Zudem versuchen wir möglichst gute Supportstrukturen, wie Gesa-Support und Out oft Action zu stellen. (Strukturen, die Aktivist*innen nachdem sie in der Gefangenensammelstelle oder in Aktion waren in Empfang nehmen und Raum zum erholen geben.)

psychische Vorbereitungen auf eine Räumung:
emotional/ psychologischer Leitbogen von raz-ev:

  • Stelle dir folgende Fragen: “Wie geht es mir heute?” “Weiß ich jetzt schon, wie weit ich mich in den Protest einbringen möchte?” “Brauche ich noch etwas, um mich vorbereitet für den Protest zu fühlen?”

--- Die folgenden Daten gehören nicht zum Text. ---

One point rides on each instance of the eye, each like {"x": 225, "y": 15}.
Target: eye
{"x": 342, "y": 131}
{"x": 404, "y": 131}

  • Gib dir Wahlmöglichkeiten – „Du entscheidest, wie weit Du gehen willst.“; das stärkt dein Gefühl von Selbstbefähigung. Sprecht auch gerne in Euer Bezugsgruppe über euer Aktionslevel und euer Energielevel ab, damit Ihr bei Entscheidungen nicht alleine seid.
  • Informiere dich über deine Rechte und die Rechte anderer Demonstrant*innen, ABER rechne mit polizeilicher Willkür
  • Halte dich an gewaltfreie Kommunikation.
  • Trage Kleidung, in der du dich wohl fühlst (deine Lieblingsprotestklamotten) und die dir im besten Fall auch Schutz bietet (z.B. stabile Schuhe u. langärmliges Oberteil).
  • Habe eine Bezugsgruppe, mit der du an der Demonstration gemeinsam teilnimmst. Sprecht gerne vor dem Protest miteinander:  Was ist wichtig voneinander zu wissen? Habt ihr Allergien oder Medikamente, die ihr nehmt? Hilft Euch etwas bestimmtes in Stresssituationen wie zum Beispiel Körperkontakt, eine Umarmung, die Hand halten, den Kopf streicheln…? Gibt es Dinge die ihr gar nicht mögt, zum Beispiel lautes Rufen oder vielleicht Berührungen? Wie könnt ihr füreinander dasein und füreinander mitdenken?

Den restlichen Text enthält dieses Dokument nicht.